Нельзя удержать зубы на месте: опять стучат. Еленучча стискивает их до боли, – тогда начинает трястись подбородок. Трясутся колени, хочется закрыть юбкой ноги, но юбка – коротка, не достает, – и холодно, холодно! Откуда такой холод в июньскую ночь?
Она его не любит, ей все равно, кто бывает у него ночью ли, днем ли, но ей холодно, как в ноябре, когда даже в Неаполе выпадает снег. Она схватывает рукой куст роз, и колючки, как змеиные языки, густо впиваются в ладонь, – в первый момент хотелось крикнуть от боли, но сейчас же, – как крадущийся вор шепчет молитву, – так зашептала и она:
– Это хорошо, Еленучча. Это хорошо, Еленучча. Не кричи. Молчи. Будь тихой.
Завтра на цветах видна будет кровь.
– Это ничего, Еленучча. Только молчи.
Завтра на дорожках сада, посыпанных белым песком, будут следы крови. Первое, что может всем прийти в голову, это будет мысль: здесь зарезали или тяжело ранили человека, – вот следы.
– Это хорошо, Еленучча. Пусть думают что угодно… Только сумей молчать.
Ломаются и никнут к земле тюльпаны. И кусты, рождающие белую сирень, будут в крови.
– Ничего, все ничего, – шепчет Еленучча, – я насажу цветов еще лучших, чем эти, но теперь нужно молчать.
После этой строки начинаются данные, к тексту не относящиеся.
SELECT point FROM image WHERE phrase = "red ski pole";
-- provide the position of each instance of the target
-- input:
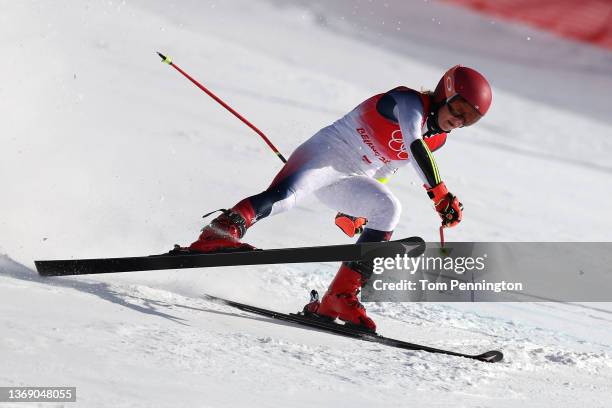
(168, 61)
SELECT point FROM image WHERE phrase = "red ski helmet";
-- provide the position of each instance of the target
(467, 83)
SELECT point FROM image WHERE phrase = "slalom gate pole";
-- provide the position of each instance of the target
(168, 61)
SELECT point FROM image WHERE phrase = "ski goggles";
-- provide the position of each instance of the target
(461, 109)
Хорошо было бы проскочить теперь в комнату, достать самое толстое одеяло и укрыться с головой и лежать так смирно, чтобы дыхания не было слышно. Чтобы не было слышно, как они – он и она – спустятся по лестнице, как они – он и она – будут воровать у мраморной лестницы звук своих собственных шагов; чтобы не было слышно, как скрипнет, быть может, парадная дверь; как прозвучит последний, прощальный поцелуй.
Сухими глазами смотрит Еленучча наверх, на балкон. Редко, сами собой, моргают ресницы. Нужно сделать усилие, чтобы моргнуть.
– Ага! Вот и он!
Вышел, на ходу застегивая пиджак. Стал около своей любимой, что-то говорит ей, что-то, улыбаясь, показывает ей, и вдруг тихо обратно в сад падает с балкона маленький камушек.
Еленучча закрыла лицо руками; слышит, как заскрипели зубы. Надо стиснуть их еще крепче, пусть они, острые, глубже вонзаются в десны, иначе же можно крикнуть, крикнуть на весь остров; можно упасть на траву и вырвать все свои волосы.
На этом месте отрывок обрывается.